The Advanced Aviation Threat Identification Programme ended five years ago, when US defence officials shifted attention and funding to other priorities. Democratic senator Harry Reid led the initial push for funding.
After the Department of Defence admitted the programme’s existence Mr Elizondo said the objects it had observed provided “compelling evidence” to support to the idea that humans are not alone.
He told CNN his team’s role was “from a national security standpoint, [to] identify those things that we see, whether we see them electro-optically, we see them with radar, we see them as eyewitness reports ... and try to ascertain and determine if that information is a potential threat”.
He added: “We found a lot. I think it’s probably been a little bit mischaracterised in some of the social media you see and what people put out. A lot of times, when we don’t have a lot of information, we tend to fills in those gaps with what we think is logical.

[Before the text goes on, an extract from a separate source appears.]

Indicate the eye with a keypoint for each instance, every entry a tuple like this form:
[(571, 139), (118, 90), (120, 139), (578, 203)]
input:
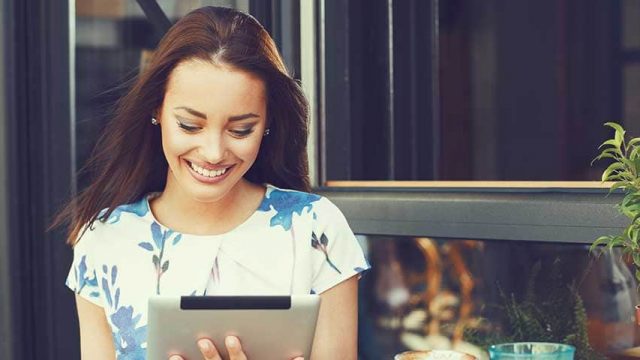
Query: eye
[(240, 133), (187, 128)]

“And there’s still, by the way, a lot we really don’t know. I think what’s important is that we have identified some very interesting, anomalous type of aircraft.
“Things that don’t have very obvious flight surfaces, any obvious forms of propulsion, and manoeuvring in ways that include extreme manoeuvrability, beyond, I would submit, the healthy g-forces of a human or anything biological.
“Hypersonic velocities, low observability, positive lift – again, seemingly defying the laws of aerodynamics.”
Some of the craft displayed abilities neither the US nor any other country was able to match “that we are aware of”, Mr Elizondo said.
“I can’t speak on behalf of the government, obviously, I’m not in the US government any more. My personal belief is that there is very compelling evidence that we may not be alone, whatever that means.”